A year later, hundred of thousands of earthquake victims are still living in tent cities, where the risk of rape is rampant for women. The cholera epidemic is still a daily threat, and has already killed thousands despite the incredible efforts of NGOs such as Doctors Without Borders. The recent contested elections have created a climate of political uncertainty creating an even bigger vacuum in an already crippled government.
Even before last year’s earthquake, Haiti was the poorest in the Western hemisphere. In 2009, it was ranked by the United Nations development program as one of the world’s 50 poorest countries. In short, life was already an overwhelming daily struggle for most families. When the earthquake hit, Haitians’ precarious lives became an instant nightmare.
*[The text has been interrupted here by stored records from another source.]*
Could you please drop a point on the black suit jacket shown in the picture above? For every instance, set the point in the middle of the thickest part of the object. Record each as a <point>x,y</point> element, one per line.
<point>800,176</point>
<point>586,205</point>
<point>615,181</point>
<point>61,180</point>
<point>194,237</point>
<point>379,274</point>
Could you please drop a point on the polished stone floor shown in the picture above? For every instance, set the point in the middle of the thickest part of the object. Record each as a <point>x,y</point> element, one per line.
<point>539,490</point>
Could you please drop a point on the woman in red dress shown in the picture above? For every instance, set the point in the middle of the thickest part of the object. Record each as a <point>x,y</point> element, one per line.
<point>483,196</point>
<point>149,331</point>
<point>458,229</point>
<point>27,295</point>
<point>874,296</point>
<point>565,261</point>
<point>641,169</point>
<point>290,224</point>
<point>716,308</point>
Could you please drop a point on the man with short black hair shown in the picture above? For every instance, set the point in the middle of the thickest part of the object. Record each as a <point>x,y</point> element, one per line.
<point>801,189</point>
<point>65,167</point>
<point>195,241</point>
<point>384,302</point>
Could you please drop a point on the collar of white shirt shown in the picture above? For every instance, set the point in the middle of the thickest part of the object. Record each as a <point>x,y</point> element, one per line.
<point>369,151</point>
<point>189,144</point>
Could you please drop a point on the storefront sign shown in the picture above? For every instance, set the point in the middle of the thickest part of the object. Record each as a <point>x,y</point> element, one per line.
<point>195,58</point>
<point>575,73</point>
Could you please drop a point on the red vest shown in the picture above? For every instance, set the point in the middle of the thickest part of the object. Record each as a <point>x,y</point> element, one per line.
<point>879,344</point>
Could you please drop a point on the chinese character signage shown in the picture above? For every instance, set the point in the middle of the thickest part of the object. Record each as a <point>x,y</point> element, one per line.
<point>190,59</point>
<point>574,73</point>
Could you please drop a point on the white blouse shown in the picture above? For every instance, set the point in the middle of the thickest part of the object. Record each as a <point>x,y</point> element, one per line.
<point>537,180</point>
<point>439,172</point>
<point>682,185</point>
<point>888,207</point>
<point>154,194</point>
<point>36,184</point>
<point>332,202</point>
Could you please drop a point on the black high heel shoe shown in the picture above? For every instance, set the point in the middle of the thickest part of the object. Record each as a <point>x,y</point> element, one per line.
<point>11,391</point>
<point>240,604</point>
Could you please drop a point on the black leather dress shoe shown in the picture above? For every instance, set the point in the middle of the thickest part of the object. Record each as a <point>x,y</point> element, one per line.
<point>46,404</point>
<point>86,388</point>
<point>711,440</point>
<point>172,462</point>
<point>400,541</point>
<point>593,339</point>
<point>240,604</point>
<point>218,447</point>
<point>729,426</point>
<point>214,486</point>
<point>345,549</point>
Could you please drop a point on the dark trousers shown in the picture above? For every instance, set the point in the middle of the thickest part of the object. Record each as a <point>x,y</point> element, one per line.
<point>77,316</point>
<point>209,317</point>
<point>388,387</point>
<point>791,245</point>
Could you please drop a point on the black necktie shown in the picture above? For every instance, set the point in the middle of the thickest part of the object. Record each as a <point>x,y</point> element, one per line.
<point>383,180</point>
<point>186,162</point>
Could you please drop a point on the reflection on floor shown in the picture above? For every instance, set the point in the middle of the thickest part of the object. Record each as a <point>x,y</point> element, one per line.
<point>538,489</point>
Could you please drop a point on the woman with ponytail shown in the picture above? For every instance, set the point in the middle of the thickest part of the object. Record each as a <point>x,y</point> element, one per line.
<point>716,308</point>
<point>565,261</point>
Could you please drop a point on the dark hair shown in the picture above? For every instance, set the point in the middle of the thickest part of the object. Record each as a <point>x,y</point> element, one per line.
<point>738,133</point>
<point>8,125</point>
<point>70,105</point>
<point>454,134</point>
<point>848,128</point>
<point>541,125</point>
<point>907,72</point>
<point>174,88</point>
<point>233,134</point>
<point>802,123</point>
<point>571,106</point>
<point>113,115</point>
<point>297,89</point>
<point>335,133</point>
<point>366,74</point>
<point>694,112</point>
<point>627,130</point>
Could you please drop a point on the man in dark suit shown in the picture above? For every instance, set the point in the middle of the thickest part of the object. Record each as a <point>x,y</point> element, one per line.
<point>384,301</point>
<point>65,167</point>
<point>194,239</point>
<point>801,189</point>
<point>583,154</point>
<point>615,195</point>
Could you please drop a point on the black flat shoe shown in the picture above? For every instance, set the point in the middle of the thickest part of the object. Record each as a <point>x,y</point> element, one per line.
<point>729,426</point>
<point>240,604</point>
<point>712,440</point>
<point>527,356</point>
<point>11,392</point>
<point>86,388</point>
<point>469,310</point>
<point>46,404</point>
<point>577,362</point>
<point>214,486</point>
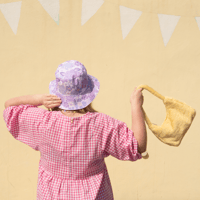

The earthquake killed more than 220,000 people and injured over 300,000, and left more than one million (or about 10 percent of the population) homeless. Hundreds of thousands of victims are still living in the inhuman conditions of the tent cities camps today.
Over 12 months, most tents have become nothing more than shredded tarps. The majority of Haitians still living in these horrific conditions are located in 1,300 temporary camps in and around Port-au-Prince.
The very sluggish recovery can be blamed on the lack of coordination between all the NGOs involved in the process of reconstruction and a failed government. Some of this blame belongs squarely to former president Bill Clinton, who was designated by the UN as the point person to coordinate the international aid effort.
The United Nations, meanwhile said today that Haiti’s recovery would be an “absolute priority” for the world body in 2011, and President Obama urged the international community to “fulfill the pledges it has made”.
However, one year later, Haitians feel that the international community has dropped the ball, and even made their predicaments worse. Many Haitians are enraged at the UN peacekeepers for the fact that UN troops from Nepal likely brought cholera to the island.
International donors have pledged almost $10 billion for Haiti’s reconstruction, but a year after the quake little of it has reached the country, as many donors, such as the Red Cross are waiting for more political stability.
Shortly after the earthquake, IMF’s head Dominique Strauss-Kahn called on the necessity of a Marshall Plan for Haiti. This much needed Marshall Plan has failed to materialize, and the global community should acknowledge its incredible shortcomings.